Im Gottesdienst, der unter der Leitung der Neudietendorfer Dozenten Dr. Hanne Leewe und Torsten Hubel gemeinsam mit den ReligionslehrerInnen entwickelt wurde, standen Erfahrungen aus unterschiedlichen Übergangsphasen im Mittelpunkt, die unter anderem mit einem Anspiel zu Josua 1 illustriert wurden. Den anschließenden Empfang nutzten die zahlreichen Gäste, viele hatten Verwandte und Freunde zu diesem Anlass eingeladen, um den ReligionslehrerInnen ihre guten Wünsche mit auf ihren Weg zu geben.

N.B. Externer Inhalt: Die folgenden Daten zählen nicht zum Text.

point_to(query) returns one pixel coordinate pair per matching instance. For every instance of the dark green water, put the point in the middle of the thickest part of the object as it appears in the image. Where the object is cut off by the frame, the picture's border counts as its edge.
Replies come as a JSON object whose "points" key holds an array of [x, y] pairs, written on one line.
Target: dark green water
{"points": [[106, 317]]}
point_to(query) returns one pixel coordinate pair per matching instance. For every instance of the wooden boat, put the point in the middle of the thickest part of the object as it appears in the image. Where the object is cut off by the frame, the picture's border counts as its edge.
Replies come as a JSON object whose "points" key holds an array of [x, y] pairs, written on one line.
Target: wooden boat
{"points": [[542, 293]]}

Im Fortbildungsteil des viertägigen Vokationskurses wurde unter dem Thema "Übergänge erleben, verstehen, gestalten" versucht, die eigenen Erfahrungen für die schulische Arbeit fruchtbar zu machen. Den Erfahrungsaustausch auf dem "Abend der Landeskirche" nutzten die ReligionslehrerInnen unter anderem auch um ihrem Wunsch nach Vernetzung Ausdruck zu geben. Im PTI wird darüber nachgedacht, künftig eine zweitägige "Wiedersehenstagung" für die in den letzten Jahren Vocierten durchzuführen.
Der nächste Vokationskurs findet vom 5.-8. September 2013 in Drübeck statt.